En cambio, la nación (me refiero a “la nación de los
nacionalistas”) tiene unos límites vagos e indefinidos, y por ello poco
objetivables y sujetos a permanente controversia. El origen de cada nación es
natural (o divino), se pierde en la noche de los tiempos, y además las naciones
nunca mueren; los límites físicos a menudo son objeto de polémica y motivo de
frecuentes irredentismos y reclamaciones territoriales, cuando no de limpieza
étnica; la pertenencia a la nación no depende de un censo o un pasaporte sino
de mecanismos de autoidentificación; las personas que forman la nación antes que
derechos tienen deberes patrióticos para con ella; más que fines la nación lo
que tiene es un destino histórico. Lo que une a los compatriotas en una
identidad común o un vínculo espiritual. La nación es sobre todo una “comunidad
imaginada”, como la ha definido Benedict Anderson, y por ello personas que
viven juntas pueden imaginar que pertenecen a distintas naciones, o pueden
imaginar la misma nación de forma completamente distinta.

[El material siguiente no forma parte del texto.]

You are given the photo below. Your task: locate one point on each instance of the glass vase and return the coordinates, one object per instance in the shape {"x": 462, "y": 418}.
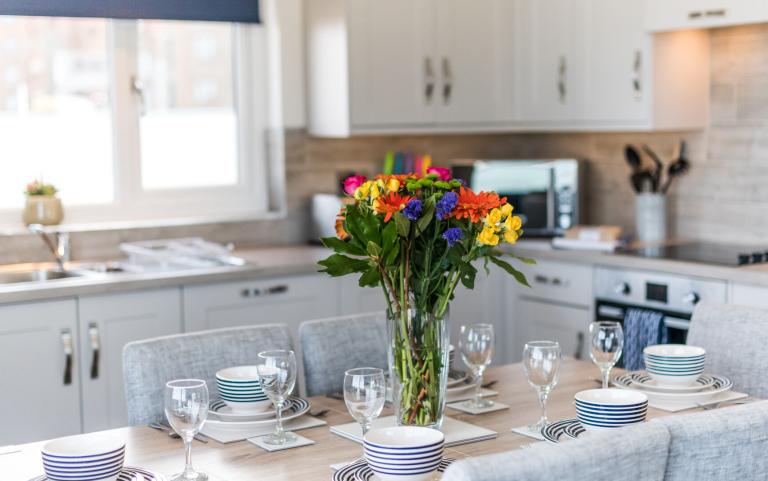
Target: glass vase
{"x": 418, "y": 366}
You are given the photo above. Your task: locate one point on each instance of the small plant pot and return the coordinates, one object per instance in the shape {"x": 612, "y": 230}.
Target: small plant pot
{"x": 43, "y": 209}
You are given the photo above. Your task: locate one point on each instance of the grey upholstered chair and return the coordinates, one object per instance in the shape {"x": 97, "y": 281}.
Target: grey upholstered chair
{"x": 734, "y": 337}
{"x": 727, "y": 443}
{"x": 148, "y": 365}
{"x": 635, "y": 453}
{"x": 331, "y": 346}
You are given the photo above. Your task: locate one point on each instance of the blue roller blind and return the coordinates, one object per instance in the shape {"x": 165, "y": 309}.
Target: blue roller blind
{"x": 211, "y": 10}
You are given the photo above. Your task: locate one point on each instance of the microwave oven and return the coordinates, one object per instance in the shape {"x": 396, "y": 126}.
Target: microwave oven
{"x": 547, "y": 193}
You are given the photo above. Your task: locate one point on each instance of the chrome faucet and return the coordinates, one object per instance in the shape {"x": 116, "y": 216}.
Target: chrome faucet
{"x": 59, "y": 245}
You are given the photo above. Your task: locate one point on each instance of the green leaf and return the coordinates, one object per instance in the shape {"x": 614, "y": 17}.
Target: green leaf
{"x": 374, "y": 250}
{"x": 403, "y": 224}
{"x": 342, "y": 247}
{"x": 370, "y": 278}
{"x": 519, "y": 276}
{"x": 340, "y": 265}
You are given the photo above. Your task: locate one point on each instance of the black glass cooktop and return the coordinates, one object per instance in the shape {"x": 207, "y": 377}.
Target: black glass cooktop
{"x": 704, "y": 252}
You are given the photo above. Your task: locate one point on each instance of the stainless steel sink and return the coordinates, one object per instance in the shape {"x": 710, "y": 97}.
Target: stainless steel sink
{"x": 33, "y": 273}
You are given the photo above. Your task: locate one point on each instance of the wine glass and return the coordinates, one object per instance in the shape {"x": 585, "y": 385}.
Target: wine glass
{"x": 186, "y": 407}
{"x": 277, "y": 374}
{"x": 541, "y": 362}
{"x": 365, "y": 390}
{"x": 606, "y": 343}
{"x": 476, "y": 345}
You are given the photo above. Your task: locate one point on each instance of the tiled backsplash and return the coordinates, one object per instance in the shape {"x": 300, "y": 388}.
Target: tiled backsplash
{"x": 723, "y": 198}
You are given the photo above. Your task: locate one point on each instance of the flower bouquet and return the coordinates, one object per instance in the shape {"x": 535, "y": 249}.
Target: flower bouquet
{"x": 416, "y": 237}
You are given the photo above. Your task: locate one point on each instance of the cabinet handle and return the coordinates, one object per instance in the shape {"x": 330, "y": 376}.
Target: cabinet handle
{"x": 561, "y": 71}
{"x": 447, "y": 81}
{"x": 93, "y": 333}
{"x": 429, "y": 80}
{"x": 637, "y": 70}
{"x": 579, "y": 345}
{"x": 66, "y": 341}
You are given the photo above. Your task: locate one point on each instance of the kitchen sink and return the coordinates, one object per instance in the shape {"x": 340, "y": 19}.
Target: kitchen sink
{"x": 33, "y": 273}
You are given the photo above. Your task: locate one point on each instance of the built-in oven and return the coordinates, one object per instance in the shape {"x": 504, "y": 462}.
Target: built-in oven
{"x": 674, "y": 296}
{"x": 547, "y": 194}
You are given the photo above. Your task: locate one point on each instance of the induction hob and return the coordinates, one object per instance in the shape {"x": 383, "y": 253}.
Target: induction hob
{"x": 703, "y": 252}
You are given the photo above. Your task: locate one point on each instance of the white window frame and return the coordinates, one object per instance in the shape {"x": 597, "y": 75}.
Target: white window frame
{"x": 259, "y": 192}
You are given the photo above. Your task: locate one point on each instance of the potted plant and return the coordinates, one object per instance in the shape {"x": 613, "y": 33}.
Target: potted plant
{"x": 42, "y": 206}
{"x": 416, "y": 238}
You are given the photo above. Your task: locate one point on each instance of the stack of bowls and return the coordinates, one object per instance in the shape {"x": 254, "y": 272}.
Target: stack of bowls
{"x": 404, "y": 453}
{"x": 94, "y": 457}
{"x": 674, "y": 364}
{"x": 599, "y": 409}
{"x": 240, "y": 389}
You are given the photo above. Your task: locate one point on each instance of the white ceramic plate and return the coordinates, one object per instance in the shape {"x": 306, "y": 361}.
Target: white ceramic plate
{"x": 642, "y": 380}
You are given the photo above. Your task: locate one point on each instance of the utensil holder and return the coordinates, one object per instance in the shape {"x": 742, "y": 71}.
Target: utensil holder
{"x": 651, "y": 217}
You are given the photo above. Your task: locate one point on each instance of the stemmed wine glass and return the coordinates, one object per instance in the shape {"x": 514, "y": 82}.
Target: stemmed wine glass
{"x": 365, "y": 390}
{"x": 476, "y": 345}
{"x": 541, "y": 362}
{"x": 186, "y": 407}
{"x": 606, "y": 343}
{"x": 277, "y": 374}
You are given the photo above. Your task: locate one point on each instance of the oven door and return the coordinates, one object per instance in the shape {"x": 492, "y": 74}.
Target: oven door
{"x": 676, "y": 323}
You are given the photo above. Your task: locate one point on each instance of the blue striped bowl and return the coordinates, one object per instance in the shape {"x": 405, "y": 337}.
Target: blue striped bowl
{"x": 94, "y": 457}
{"x": 403, "y": 453}
{"x": 240, "y": 389}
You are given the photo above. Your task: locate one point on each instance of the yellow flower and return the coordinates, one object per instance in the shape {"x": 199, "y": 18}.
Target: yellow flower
{"x": 511, "y": 236}
{"x": 488, "y": 237}
{"x": 513, "y": 223}
{"x": 363, "y": 191}
{"x": 506, "y": 210}
{"x": 493, "y": 218}
{"x": 393, "y": 185}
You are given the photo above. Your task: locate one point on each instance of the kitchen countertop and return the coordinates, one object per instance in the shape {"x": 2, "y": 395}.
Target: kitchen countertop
{"x": 266, "y": 262}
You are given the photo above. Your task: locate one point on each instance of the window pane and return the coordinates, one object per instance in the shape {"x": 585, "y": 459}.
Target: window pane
{"x": 54, "y": 108}
{"x": 188, "y": 126}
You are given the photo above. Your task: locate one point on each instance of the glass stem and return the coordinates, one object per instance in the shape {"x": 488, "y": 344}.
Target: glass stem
{"x": 606, "y": 376}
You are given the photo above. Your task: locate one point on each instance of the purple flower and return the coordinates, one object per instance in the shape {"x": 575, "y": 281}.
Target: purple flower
{"x": 446, "y": 204}
{"x": 453, "y": 235}
{"x": 412, "y": 209}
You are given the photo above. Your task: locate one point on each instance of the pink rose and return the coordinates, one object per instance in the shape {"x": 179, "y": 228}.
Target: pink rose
{"x": 352, "y": 182}
{"x": 444, "y": 173}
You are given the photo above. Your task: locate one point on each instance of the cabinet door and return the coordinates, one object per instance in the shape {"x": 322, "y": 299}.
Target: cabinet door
{"x": 619, "y": 59}
{"x": 541, "y": 321}
{"x": 392, "y": 68}
{"x": 39, "y": 400}
{"x": 553, "y": 55}
{"x": 107, "y": 323}
{"x": 469, "y": 63}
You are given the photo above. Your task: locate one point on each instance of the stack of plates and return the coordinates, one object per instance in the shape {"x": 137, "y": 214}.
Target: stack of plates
{"x": 404, "y": 452}
{"x": 674, "y": 364}
{"x": 599, "y": 409}
{"x": 84, "y": 458}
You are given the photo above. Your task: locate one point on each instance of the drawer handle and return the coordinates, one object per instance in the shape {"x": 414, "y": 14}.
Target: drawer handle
{"x": 93, "y": 333}
{"x": 66, "y": 341}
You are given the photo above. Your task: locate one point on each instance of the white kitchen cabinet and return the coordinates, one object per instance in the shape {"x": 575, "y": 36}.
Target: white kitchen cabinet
{"x": 40, "y": 375}
{"x": 749, "y": 295}
{"x": 106, "y": 324}
{"x": 665, "y": 15}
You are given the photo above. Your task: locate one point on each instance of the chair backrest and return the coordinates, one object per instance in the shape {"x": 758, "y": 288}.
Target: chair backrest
{"x": 726, "y": 443}
{"x": 148, "y": 365}
{"x": 331, "y": 346}
{"x": 633, "y": 453}
{"x": 735, "y": 340}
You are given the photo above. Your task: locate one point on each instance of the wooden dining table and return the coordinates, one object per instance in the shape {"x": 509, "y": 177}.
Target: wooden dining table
{"x": 242, "y": 461}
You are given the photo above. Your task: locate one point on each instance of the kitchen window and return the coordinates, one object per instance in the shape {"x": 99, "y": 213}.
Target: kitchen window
{"x": 138, "y": 120}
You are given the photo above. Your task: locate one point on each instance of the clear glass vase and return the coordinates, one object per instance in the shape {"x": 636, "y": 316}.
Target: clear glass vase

Donde conviven diversos nacionalismos que para un mismo
territorio y unos mismos ciudadanos imaginan construcciones nacionales
diferentes llegar a una pacífica adecuación de ambos conceptos, estado y
nación, resulta imposible si no se trascienden las estrechas categorías con las
que hemos ido viviendo en los estados nacionales surgidos en los dos últimos
siglos. Sólo un estado pluralista, que admita que en su seno pueden convivir
varias naciones o, mejor, varios sentimientos de identidad nacional, puede dar
moderada satisfacción a ciudadanos que imaginan de diversa forma la nación.
Sólo un estado que profundice en la democracia a través de la descentralización
y del autogobierno territorial en todos los niveles es capaz de manejar con
soltura los inevitables conflictos de identidad y convivencia y de resolverlos
a través del diálogo y el consenso.
Por ello el debate sobre la configuración del estado debiera dirigirse, más que hacia la identificación de la nación o las naciones en las que vivimos, hacia la mejor configuración de las instituciones del estado común. Un estado que no debe ser nacional, sino plural, de todos los ciudadanos y de todas las naciones posibles, donde nadie se considere parte de una nación sin estado, sino miembro de un estado en el que puede mantener su identidad nacional, igual que puede mantener su identidad cultural, su identidad religiosa o su identidad sexual. Que no tiene por qué ser la misma para todos. Y que cada Comunidad Autónoma pueda definirse, democráticamente, como mejor les parezca a sus ciudadanos. Como nación, como nacionalidad histórica, como nacionalidad a secas, como región, o como figura en el anteproyecto de reforma estatutaria de Canarias, como “archipiélago atlántico”.